Recent pieces of evidence have shown that the E3 ubiquitin ligase Skp2/fbxl1 might regulate the proliferation of vascular smooth muscle cells (Wu et al., 2006) and cardiomyocytes (Tamamori-Adachi et al., 2004), which suggests that impaired UPS-mediated degradation may impede cardiomyocyte proliferation, while the silencing of RNF181 reduced the cell proliferation induced by the expression of CDK4 and worsened proliferation and deteriorated cardiac efficiency post-ischemia in vivo.
Wang et al. reported that RNF181 exhibits an inhibitory role in the ERK/MAPK signaling pathway, the mechanism of which was through the control of the activity of the cyclin D1–CDK4 signaling cascade. Its consequent regulatory role on the cell fate from the G1 to the S phase in gastric cancer led to a deteriorated prognosis (Wang et al., 2019). In our results, the silencing of RNF181 was associated with the downregulation of the expressions of MAPK8 and MAPK14.
In addition, vital signaling pathways in the cardiovascular system, such as the vascular endothelial growth factor (VEGF) pathway, are also regulated by UPS. The VEGF signaling pathway mitigates angiogenesis, as well as multiple cellular activities such as cell permeability, proliferation, and survival (Pagan et al., 2013). Selective silencing of RNF181 resulted to a significant downregulation of the expression of NEDD4, suggesting a hypothesis that the silencing of RNF181 may increase the degradation of VEGFR2 via NEDD4 in CAD.

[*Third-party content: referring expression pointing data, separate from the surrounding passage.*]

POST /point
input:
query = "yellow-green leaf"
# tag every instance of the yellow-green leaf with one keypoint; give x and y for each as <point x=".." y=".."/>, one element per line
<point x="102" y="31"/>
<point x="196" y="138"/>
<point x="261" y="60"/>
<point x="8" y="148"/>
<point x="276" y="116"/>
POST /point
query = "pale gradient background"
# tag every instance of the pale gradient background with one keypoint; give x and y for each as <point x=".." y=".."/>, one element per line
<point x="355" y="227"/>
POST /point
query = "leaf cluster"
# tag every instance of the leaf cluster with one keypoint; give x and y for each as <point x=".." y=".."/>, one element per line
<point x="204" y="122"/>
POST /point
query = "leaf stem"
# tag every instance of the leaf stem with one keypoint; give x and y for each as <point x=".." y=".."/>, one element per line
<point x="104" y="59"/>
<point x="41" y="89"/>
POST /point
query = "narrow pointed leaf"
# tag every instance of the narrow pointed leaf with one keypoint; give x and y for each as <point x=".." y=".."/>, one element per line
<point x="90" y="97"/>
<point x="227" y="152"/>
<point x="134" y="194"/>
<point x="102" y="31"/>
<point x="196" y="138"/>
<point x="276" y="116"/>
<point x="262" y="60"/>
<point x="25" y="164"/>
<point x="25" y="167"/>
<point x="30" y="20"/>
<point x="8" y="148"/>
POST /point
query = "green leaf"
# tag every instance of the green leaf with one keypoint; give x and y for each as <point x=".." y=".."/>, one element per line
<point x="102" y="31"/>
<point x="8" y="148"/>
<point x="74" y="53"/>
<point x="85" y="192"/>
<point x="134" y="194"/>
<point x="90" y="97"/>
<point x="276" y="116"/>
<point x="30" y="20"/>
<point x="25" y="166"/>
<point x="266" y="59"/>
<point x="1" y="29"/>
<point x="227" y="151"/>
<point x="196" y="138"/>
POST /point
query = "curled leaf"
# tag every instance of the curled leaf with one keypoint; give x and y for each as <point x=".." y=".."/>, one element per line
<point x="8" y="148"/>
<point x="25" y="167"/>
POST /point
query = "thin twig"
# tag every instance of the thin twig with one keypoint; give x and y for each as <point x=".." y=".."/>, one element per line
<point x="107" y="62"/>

Correlation Between RNF181 Expression and CAD Progression in the Cohort and GWAS Studies
To further verify the causal relationship between RNF181 and CAD heredity, we investigated the cohort and GWAS in the CAD population. The PREDICT trial (GSE20681) is a prospective multicenter coronary artery catheterization laboratory study conducted in the United States to identify biomarkers related to CAD (Baim et al., 2001). Pearson’s correlation was performed for the CAD cohort to investigate the expression of RNF181 and CAD marker genes. The results showed that RNF181 correlated with the expression levels of ADAMTS7 and S100A6 (Figure 4A and Supplementary Figure S5A), two well-established variant genes associated with CAD (Bauer et al., 2015; Chan et al., 2017; Cai et al., 2011; Mofid et al., 2017).
FIGURE 4. Identification of risk variants at the RNF181 locus in the cohort and in genome-wide association studies (GWAS). The SNP locus rs6738645 in the RNF181 chromosome region was related to coronary artery disease (CAD). (A) Scattered dot plot displaying Pearson’s correlation between the expression of RNF181 and the CAD risk gene ADAMST7 in the CAD cohort from the PREDICT trail (R2 = 0.66, p < 9.6E−15). (B) Manhattan plot showing the top 20 SNPs in the CARDIoGRAMplusC4D GWAS results by p-value. (C) Color-coded forest plot showing the normalized effect sizes of heart tissue expression for rs6738645 and the corresponding 95% confidence intervals presented for CARDIoGRAMplusC4D and 8 other CAD meta-analyses. (D) m-values representing the posterior probability of heart tissue-specific expression and their respective p-values. (E) Dot plot of phenome-wide association studies (PheWAS) showing the expression data from GWAS ATLAS for the lead SNP (rs6738645) associated with clinical traits. Genome-wide significant expression p-values are shown for the indicated SNPs. p < 0.05 (Bonferroni corrected).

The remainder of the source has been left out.